The first thing we do is overload _init_

Code Block
  def __init__(self):
    """    
    """

    inschema="""{"type":"string"}"""
    midschema="""{"type":"record", "name":"Pair","namespace":"org.apache.avro.mapred","fields":[
              {"name":"key","type":"string"},
              {"name":"value","type":"long","order":"ignore"}]
              }"""
    outschema=midschema
    TetherTask.__init__(self,inschema,midschema,outschema)
    
    
    #keep track of the partial sums of the counts
    self.psum=0

The init method tells TetherTask what the schemas are for each stage. The input to the mapper is just a string representing a line of text. The output of the mapper is
a record containing two fields "key" and "value". As noted in the previous section, the names of the fields are irrelevant for determining the grouping of tuples with respect to the reduce stage. Here, we set "order" to "ignore" to tell the tethered job to ignore the "value" field when grouping tuples for processing in the reduce stage.

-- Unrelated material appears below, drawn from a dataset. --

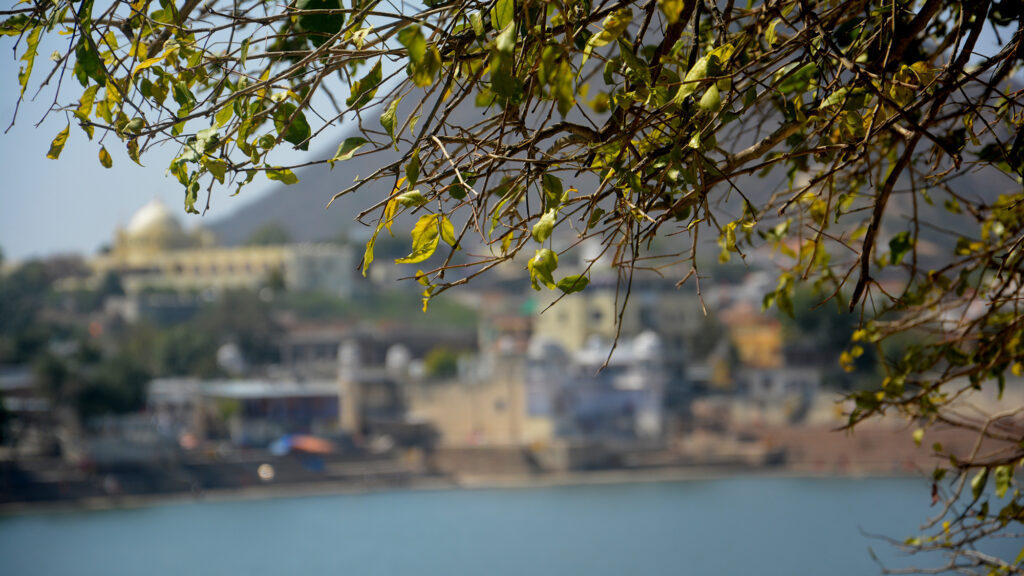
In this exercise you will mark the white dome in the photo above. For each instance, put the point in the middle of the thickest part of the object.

The final line of code initializes a member variable which will be used in our reduce function to keep track of the word counts.

The map function is pretty straightforward.

Code Block
  def map(self,record,collector):

    words=record.split()
    
    for w in words:
      logging.info("WordCountTask.Map: word={0}".format(w))
      collector.collect({"key":w,"value":1})

Since the input schema for the mapper is a string representing a line of text, all we do is split the line by spaces and output tuples (word,1) for each word.

The reduce function is

Code Block
  def reduce(self,record, collector):      
    self.psum+=record["value"]

The reduce function is invoked once for each tuple. Hadoop is responsible for ordering the tuples by the "key". So all we do is increment the value of psum to keep track of how many times we have seen a given word. In this example, we don't output any tuples in the reduce function.

Finally we implement reduceFlush,

Code Block
  def reduceFlush(self,record, collector):
    collector.collect({"key":record["key"],"value":self.psum})
    
    #reset the sum
    self.psum=0

reduceFlush is invoked once for each group of tuples in the reduce phase. *When reduceFlush is invoked 1) reduce has already been invoked on the tuple stored in record, and b) the tuple in record is the last tuple with this key. So the next call to reduce will be on the first tuple with the next unique value for the key. In reduceFlush we output a tuple containing the current word and the current count. We then reset psum because the next time reduce is invoked it will be the first occurrence of that word.

Inspecting the output

To inspect the output of the word count map reduce job we can use the avro dump tool to dump the contents of the avro output files

Code Block
python AVROPKG/tool.py dump OUTPATH/part-00000.avro 

Here AVROPKG is the path where the python avro package is installed. Typically this will be something like

Code Block
PYTHON_INSTALL_DIR/site-packages/avro

OUTPATH is the output directory specified when you submitted the tether job.